A second topic about which I have been tracking student learning performance for many semesters is the student understanding of the distinction between the evidentiary attorney-client privilege and the ethical duty of confidentiality (among other doctrine). When I first began tracking, as many as 30% of students were demonstrating fundamental confusion on this topic – using language of “privilege” when the subject was confidentiality (or vice versa) or confusing the exceptions to the ethical duty with the crime-fraud exception to privilege. I knew from speaking with other Professional Responsibility teachers that this is a common area of confusion for students. Over the course of several semesters, I worked to improve student learning in this area: including more problems in course materials, writing and assigning a CALI lesson on the subject, and explicitly telling the students that this is something that I am tracking and cheering them on to “make this the 100% mastery year.” The efforts are bearing fruit. This semester was the best yet – only four out of 72 students used the vocabulary of the two doctrines improperly and three of these applied the correct rule even though they were not using the correct terminology in doing so.
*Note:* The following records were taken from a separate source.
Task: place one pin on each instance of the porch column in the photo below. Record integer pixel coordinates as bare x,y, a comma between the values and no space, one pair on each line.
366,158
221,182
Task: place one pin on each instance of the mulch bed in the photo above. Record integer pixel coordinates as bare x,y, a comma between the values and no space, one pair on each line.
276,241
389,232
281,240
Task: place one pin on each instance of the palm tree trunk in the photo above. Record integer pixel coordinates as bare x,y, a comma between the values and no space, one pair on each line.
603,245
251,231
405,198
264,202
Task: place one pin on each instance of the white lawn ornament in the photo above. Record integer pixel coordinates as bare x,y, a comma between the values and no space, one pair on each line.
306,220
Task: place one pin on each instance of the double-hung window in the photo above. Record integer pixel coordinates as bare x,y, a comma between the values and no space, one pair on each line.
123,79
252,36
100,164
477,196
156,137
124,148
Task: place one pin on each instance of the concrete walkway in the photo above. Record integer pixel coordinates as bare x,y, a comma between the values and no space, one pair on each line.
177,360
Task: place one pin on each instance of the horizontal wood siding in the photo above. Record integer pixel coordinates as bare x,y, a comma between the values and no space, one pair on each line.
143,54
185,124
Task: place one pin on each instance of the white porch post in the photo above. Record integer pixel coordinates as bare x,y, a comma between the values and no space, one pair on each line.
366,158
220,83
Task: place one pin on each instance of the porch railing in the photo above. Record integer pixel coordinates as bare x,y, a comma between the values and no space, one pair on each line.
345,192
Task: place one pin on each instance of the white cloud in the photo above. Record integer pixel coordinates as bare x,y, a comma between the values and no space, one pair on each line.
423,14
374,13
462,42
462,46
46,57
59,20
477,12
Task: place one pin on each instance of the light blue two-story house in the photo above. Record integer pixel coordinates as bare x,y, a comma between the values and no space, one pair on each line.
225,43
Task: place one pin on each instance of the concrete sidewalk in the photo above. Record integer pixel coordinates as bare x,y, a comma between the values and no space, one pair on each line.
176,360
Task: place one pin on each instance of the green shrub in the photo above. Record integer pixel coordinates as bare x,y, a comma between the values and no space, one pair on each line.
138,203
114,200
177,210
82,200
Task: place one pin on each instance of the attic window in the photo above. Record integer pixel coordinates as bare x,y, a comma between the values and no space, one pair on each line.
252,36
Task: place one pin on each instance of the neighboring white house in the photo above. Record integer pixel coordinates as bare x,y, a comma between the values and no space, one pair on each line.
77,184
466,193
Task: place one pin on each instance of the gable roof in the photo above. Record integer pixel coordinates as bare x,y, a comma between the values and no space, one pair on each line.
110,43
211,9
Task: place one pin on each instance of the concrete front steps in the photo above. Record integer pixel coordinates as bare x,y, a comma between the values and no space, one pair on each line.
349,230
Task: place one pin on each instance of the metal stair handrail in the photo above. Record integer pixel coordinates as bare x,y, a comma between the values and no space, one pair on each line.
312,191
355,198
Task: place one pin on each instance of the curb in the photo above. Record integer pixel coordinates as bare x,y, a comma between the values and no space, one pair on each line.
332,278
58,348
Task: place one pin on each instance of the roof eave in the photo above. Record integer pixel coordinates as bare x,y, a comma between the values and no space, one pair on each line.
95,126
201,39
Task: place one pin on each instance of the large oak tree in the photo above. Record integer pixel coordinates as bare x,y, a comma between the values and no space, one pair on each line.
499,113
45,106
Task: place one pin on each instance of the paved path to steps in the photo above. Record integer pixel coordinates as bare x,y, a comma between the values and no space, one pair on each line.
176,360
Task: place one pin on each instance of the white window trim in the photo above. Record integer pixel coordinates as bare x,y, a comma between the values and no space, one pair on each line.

An area on which I had thought I was making progress in student learning turned out to be a continuing problem. Students commonly are confused by the rule governing an attorney’s right to withdraw from representation. I have made the same efforts on this doctrine as I have with the privilege v. confidentiality confusions: increasing problems, providing additional outside resources (again, I wrote a CALI lesson on the subject); and providing in-class quizzes to assess understandings while there was still time to improve learning. However, I was puzzled to see 13 of the students declare that an attorney may not withdraw from representation if it would harm the client. What could have been the source of this confusion? Searching through my course materials and lesson plans, I uncovered the problem. A powerpoint lecture on withdrawal from representation when the client fails to pay the attorney contained a page with a bulletpoint list of reasons that courts might deny an attorney permission to withdraw even though the rules would permit the withdrawal. One of the bullet points listed “degree of harm to the client” as a factor the court would consider. Obviously some students had transferred the powerpoint slide into their notes on the general withdrawal rule rather than recognize that these factors were connected only to the judicial discretion to deny an otherwise permissible withdrawal. Again, a well-worn lesson learned anew: as helpful as powerpoint slides can be for organizing discussions and providing visual cues for learning, students will study text of these slides as definitive statements of law rather thumbnails of larger discussions and understandings. Conclusion: no shortcut summary slides!


2 Responses

  1. Wow! Barbara this is so helpful and I am impressed with the careful analysis you use. I just forwarded to my faculty and reminded them that you will be presenting at the CELT conference here in Albany ion March 30th

    In clinic, we OFTEN find that students are confused about attorney-client evidentiary privilege (more rarely invoked) and the obligations inherent in attorney-client confidentiality which descends on the student and their client at the moment of meeting to hear the client’s request for service.

    thaks for sharing your analysis…

  2. It is inspiring to hear about your efforts. Imposing the self-discipline to review the bluebooks again, after grading them, seems like a difficult task from the start! But what a great example of multiple ways that we can approach the challenge of “closing the loop” by reflecting on our teaching in light of the learning demonstrated by our students.